Well let's clear out the stuff that we already know. The total resistance for a number $N$ of resistors hooked up in parallel is given by...

$\frac{1}{\sum \Omega_{P}} = \frac{1}{\Omega_{1}} + \frac{1}{\Omega_{2}} + \frac{1}{\Omega_{3}} + ... \frac{1}{\Omega_{N}}$

The total resistance for a number $N$ of resistors hooked up is series is given by...

$\sum \Omega_{S} = \Omega_{1} + \Omega_{2} + \Omega_{3} + ... \Omega_{N}$

The power dissipated by a circuit is given by $P = I^{2}\sum\Omega$ , and we all know Ohm's law as $V = I\sum\Omega$ with $I$ being the current running through the circuit, $V$ being the voltage drop across the circuit, and $P$ being the power dissipated by the circuit.

The trick to solving this is understanding that the voltage drop across both of these circuits is the same , so what we can do is get both of their dissipated power functions/formulas in terms of $V$ , and then divide them both. I'll show you the math.

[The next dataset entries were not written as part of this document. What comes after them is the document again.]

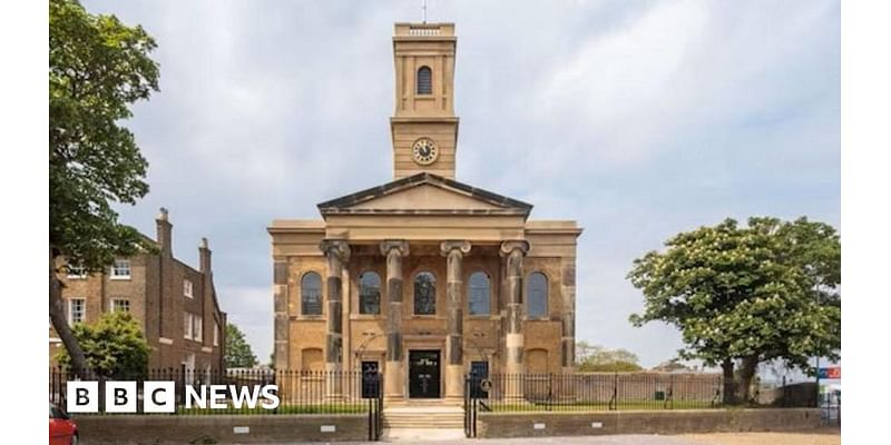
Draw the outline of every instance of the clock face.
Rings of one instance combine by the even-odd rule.
[[[414,142],[412,152],[414,154],[414,161],[422,166],[429,166],[433,164],[437,160],[437,157],[439,157],[439,148],[430,138],[418,139]]]

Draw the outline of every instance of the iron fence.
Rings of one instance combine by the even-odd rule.
[[[380,417],[382,378],[379,373],[361,372],[324,372],[324,370],[275,370],[275,369],[186,369],[166,368],[149,369],[140,376],[120,378],[119,380],[137,382],[137,413],[143,412],[144,382],[166,380],[175,383],[176,415],[268,415],[268,414],[371,414]],[[66,406],[66,384],[75,377],[59,368],[49,370],[49,398],[60,406]],[[105,382],[99,378],[99,413],[105,413]],[[216,407],[210,403],[210,386],[223,385],[222,397],[216,398]],[[261,393],[264,385],[277,385],[275,394],[278,406],[266,409],[262,405],[265,398]],[[258,402],[252,408],[245,403],[245,394],[256,397]],[[204,397],[204,406],[196,403]],[[86,415],[86,414],[78,414]],[[170,413],[158,414],[170,415]],[[380,424],[380,419],[374,421]]]
[[[721,406],[722,382],[719,374],[471,375],[466,394],[492,412],[695,409]]]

$\sum \Omega_{P} = \frac{1}{100} \Omega$

$\sum \Omega_{S} = 100 \Omega$

$P = \frac{V^{2}}{\sum \Omega}$

$\frac{P_{P}}{P_{S}} = \frac{\frac{V^{2}}{\sum \Omega_{P}}}{\frac{V^{2}}{\sum \Omega_{S}}} = \frac{\sum \Omega_{S}}{\sum \Omega_{P}} = \frac{100 \Omega}{\frac{1}{100} \Omega} = \boxed{10,000 \Omega}$

Analysing circuit P first, we see that the P.D. across each light is the same, and is equal to the voltage of the power supply. Hence, total power is given by

$100V^2/R$

In circuit S, the potential is equally divided across the 100 lights (as they have equal resistance); hence, total power is given by

$(100(V/100)^2)/R$

Hence,

$P_{P}/P_{S} = 100V^2/(V^2/100) = \boxed {10000}$ .

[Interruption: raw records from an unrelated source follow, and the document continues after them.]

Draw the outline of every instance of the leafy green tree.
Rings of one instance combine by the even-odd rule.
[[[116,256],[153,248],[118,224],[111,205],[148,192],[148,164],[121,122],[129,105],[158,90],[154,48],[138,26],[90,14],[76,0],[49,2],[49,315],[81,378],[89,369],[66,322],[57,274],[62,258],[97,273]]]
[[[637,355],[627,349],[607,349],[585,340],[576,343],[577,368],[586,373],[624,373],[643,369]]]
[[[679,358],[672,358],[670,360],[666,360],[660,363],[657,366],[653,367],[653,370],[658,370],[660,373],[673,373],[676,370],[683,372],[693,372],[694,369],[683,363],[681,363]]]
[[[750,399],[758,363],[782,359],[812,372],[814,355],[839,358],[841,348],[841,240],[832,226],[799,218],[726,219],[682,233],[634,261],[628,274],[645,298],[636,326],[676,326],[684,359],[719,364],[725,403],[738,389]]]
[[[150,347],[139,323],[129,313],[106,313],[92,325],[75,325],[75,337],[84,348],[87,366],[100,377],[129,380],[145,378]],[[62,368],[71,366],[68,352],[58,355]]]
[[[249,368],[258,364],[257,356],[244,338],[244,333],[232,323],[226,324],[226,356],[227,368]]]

total resistance in circuit P is : $R_{P} = 1/100 Ω$

total resistance in circuit S is : $R_{S} = 100 Ω$

$P_{P}/P_{S} = (V^{2}/R_{P})/(V^{2}/R_{S}) = R_{S}/R_{P} = 100 / (1/100) = 10000$

Since $\text {Power} = \dfrac {V^2}{R} \propto \dfrac {1}{R}$ , we want the ratio of the net resistance in S to the net resistance in P. The net resistance in S is $1 \cdot 100 \, \Omega$ and the net resistance in P is $\dfrac {1}{100} \, \Omega$ , so our answer is $\boxed {10^4}$ .